ガイドラインが「共通言語」として現場に定着
認知度81%、業務活用率は昨年度の40%から46%に上昇。社内規則の策定やリスク整理だけでなく、経営層への説明材料としても活用が広がっている。
偽情報・セキュリティへの警戒が最優先課題に
重視するガバナンス観点のトップはセキュリティ対策(17%)、次いで偽情報対策(15%)。リスクベースアプローチで優先順位を定め、ユーザー教育と技術対策を並行して進めることが求められる。
活用ガイド・チャットボット導入でガイドラインが使いやすく進化
経産省主導の活用ガイド公開と総務省によるチャットボット導入で利便性が大幅向上。国際行動規範との連動も進み、グローバル対応が企業に求められる時代となった。
2026年2月16日、総務省および経済産業省から、AI事業者ガイドラインに関する事業者アンケートの結果概要と令和7年度の更新内容案が公表されました。AIが急速に社会に浸透する中、ビジネスの現場では新しい種類のリスク管理が課題として浮上しています。
今回の調査結果や改訂案は、実務担当者が直面している悩みや、国がどのような方向で支援しようとしているのかを理解するのに役立ちます。最新のアンケート結果から読み取れる企業の対応状況を掘り下げながら、ガイドラインの改訂が現場の実務にどのような影響を与えるのかを解説します。
7割超の企業が動き出したAIエージェント活用の新時代
近年、対話型の生成AIにとどまらず、より複雑な処理をこなすシステムが次々と登場しています。特に注目を集めているのが、目標達成のために環境を感知して自律的に行動するAIエージェントや、センサーなどで物理環境の情報を取り込み、アクチュエータ(駆動系)を介して物理的な行動につなげるフィジカルAIといった先進技術です。
総務省が情報サービス産業協会(JISA)や日本ディープラーニング協会(JDLA)などに所属する企業を対象に行ったアンケート結果を見ると、これらの先進的なAIをすでに自部署内で開発、提供、あるいは利用しているという回答は全体の33%に達しました。今後の活用を検討しているという回答が39%を占め、両者を合わせると全体の7割を超える企業が進んで最新技術を取り入れようとしています。多くの企業が新しい波に乗り遅れまいと必死になっている様子がうかがえますね。
これまでのAIは、入力された明確な指示に対してテキストや画像を返すという受動的な役割が中心でした。しかし、自律的に動くAIエージェントの登場は、複数のシステムと連携しながら調整や分析、意思決定といった業務を自動で代行する可能性を秘めています。また、フィジカルAIはサイバー空間でのデータ処理にとどまらず、現実空間で移動や操作といった直接的な働きかけを行うため、深刻化する労働力不足の補完や作業の安全性向上、さらには介護や生活支援といった幅広い領域で大きな利益をもたらすと期待されています。
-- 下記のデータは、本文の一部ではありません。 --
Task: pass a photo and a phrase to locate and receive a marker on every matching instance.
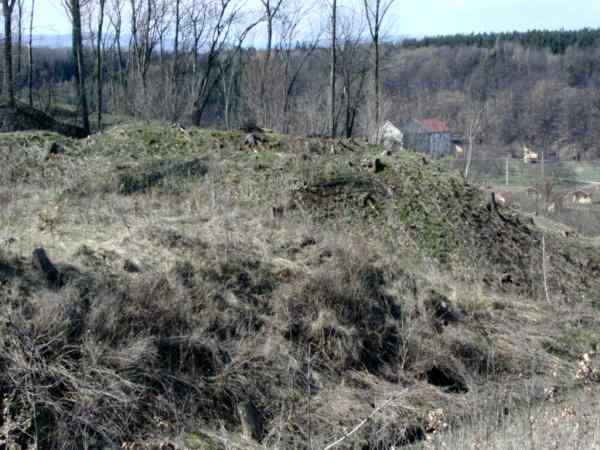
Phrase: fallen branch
(360, 425)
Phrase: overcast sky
(429, 17)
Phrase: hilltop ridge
(218, 291)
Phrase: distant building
(431, 136)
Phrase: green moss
(199, 441)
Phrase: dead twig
(361, 424)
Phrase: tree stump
(42, 263)
(252, 426)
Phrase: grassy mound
(23, 117)
(219, 295)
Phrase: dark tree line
(556, 41)
(537, 88)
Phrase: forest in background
(190, 61)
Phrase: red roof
(434, 125)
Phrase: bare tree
(375, 12)
(473, 127)
(333, 74)
(20, 6)
(74, 10)
(99, 62)
(7, 9)
(30, 53)
(294, 60)
(226, 13)
(353, 62)
(116, 19)
(271, 10)
(176, 59)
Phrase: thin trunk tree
(100, 62)
(30, 53)
(74, 8)
(332, 112)
(271, 10)
(375, 12)
(20, 5)
(7, 9)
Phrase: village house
(431, 136)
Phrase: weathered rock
(252, 140)
(446, 379)
(440, 308)
(278, 212)
(252, 425)
(373, 165)
(55, 149)
(7, 241)
(42, 263)
(131, 267)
一方で、自律的な行動は予期せぬ誤動作や新たなセキュリティ上の隙を生み出す要因にもなります。複雑な機構を持つことでシステムの保守が困難になったり、センサーデバイスと連携することで意図せず個人のプライバシーを侵害してしまったりする危険性も指摘されるようになりました。
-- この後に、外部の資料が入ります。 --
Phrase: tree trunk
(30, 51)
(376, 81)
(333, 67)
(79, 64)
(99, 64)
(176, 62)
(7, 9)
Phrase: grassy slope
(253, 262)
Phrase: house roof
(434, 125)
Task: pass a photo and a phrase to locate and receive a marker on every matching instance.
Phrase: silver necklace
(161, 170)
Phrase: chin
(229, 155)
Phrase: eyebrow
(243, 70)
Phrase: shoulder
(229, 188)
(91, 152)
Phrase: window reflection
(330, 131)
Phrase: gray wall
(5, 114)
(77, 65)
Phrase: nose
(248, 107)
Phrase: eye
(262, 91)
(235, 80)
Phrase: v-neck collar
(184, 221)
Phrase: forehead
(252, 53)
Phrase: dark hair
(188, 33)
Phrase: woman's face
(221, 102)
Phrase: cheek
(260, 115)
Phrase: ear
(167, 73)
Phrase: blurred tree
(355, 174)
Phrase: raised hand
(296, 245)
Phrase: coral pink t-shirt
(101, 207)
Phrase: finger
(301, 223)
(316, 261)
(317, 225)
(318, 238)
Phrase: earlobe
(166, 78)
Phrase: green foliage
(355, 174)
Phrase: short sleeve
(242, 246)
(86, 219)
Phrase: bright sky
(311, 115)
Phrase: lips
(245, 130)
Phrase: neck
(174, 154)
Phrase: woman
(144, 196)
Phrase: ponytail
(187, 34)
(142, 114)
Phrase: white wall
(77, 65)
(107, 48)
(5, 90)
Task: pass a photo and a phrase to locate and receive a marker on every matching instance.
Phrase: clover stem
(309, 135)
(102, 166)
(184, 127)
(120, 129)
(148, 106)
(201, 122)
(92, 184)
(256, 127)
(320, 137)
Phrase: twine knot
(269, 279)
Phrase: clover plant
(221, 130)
新しいガイドラインの更新案では、人間の判断を必須化する仕組みの構築や、最小権限の設定、ハードウェア内の残存データへの配慮といった安全装置の導入が改めて求められています。最新技術の恩恵を引き出すためには、無防備に飛びつくのではなく、技術の特性を正しく理解し、適切な安全対策を講じておく必要があるのです。
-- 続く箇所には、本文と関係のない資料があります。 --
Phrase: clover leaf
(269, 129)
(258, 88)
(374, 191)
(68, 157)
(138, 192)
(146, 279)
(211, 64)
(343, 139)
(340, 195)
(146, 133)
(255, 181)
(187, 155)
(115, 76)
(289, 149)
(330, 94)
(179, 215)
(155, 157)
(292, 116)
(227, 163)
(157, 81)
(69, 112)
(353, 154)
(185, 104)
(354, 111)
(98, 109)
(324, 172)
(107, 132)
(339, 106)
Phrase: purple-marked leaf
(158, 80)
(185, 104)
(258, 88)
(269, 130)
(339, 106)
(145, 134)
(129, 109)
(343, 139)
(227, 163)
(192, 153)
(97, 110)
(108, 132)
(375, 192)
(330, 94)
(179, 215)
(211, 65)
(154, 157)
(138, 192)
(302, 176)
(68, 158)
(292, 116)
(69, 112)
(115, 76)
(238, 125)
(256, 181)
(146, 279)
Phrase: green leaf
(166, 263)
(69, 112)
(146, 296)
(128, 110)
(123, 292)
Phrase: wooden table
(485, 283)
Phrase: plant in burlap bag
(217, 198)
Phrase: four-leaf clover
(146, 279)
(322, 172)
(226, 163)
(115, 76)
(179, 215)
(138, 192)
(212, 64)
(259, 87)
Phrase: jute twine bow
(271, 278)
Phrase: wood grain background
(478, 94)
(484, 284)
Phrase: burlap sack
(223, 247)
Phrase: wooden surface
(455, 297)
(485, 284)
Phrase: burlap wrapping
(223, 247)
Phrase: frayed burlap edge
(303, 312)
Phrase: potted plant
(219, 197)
先進的AIの導入・検討を進める企業は全体の7割を超え、積極的な技術活用の姿勢が明らかになりました。
ガイドラインが企業ガバナンスの共通言語として定着する
企業が安全に技術を活用するための羅針盤として策定されたAI事業者ガイドラインですが、実際の現場ではどのように受け止められているのでしょうか。
アンケート結果によると、回答者の部署におけるガイドラインの認知度は81%と昨年度に続いて高い水準を維持しています。単なる認知にとどまらず、所属部署内で認知した上で全社的な共有や活用まで進めているという回答は全体の35%に上りました。実際の業務でガイドラインを活用した割合は、昨年度の40%から46%へと増加しており、ルール作りや運用フェーズへと着実に移行しつつあることがわかります。
用途として最も多く挙げられたのは、ガイドラインを踏まえた社内や部署内での規則の策定、またはアップデートでした。次いで、組織内で参考とすべき指針としての共有、そして重要なリスクの全体像の整理といった順に並んでいます。それ以外にも、関係する他部署への共有、社内教育資料としての利用、AI導入において経営層への説明を補強する材料として使われるなど、活用シーンは多岐にわたります。
情報セキュリティマネジメントシステム(ISMS)のリスクアセスメント項目に組み込んだり、部内で勉強会を実施したりと、現場の担当者が手探りで体制構築に奔走するなかで、国が示した基準が頼れる足場として機能しているのです。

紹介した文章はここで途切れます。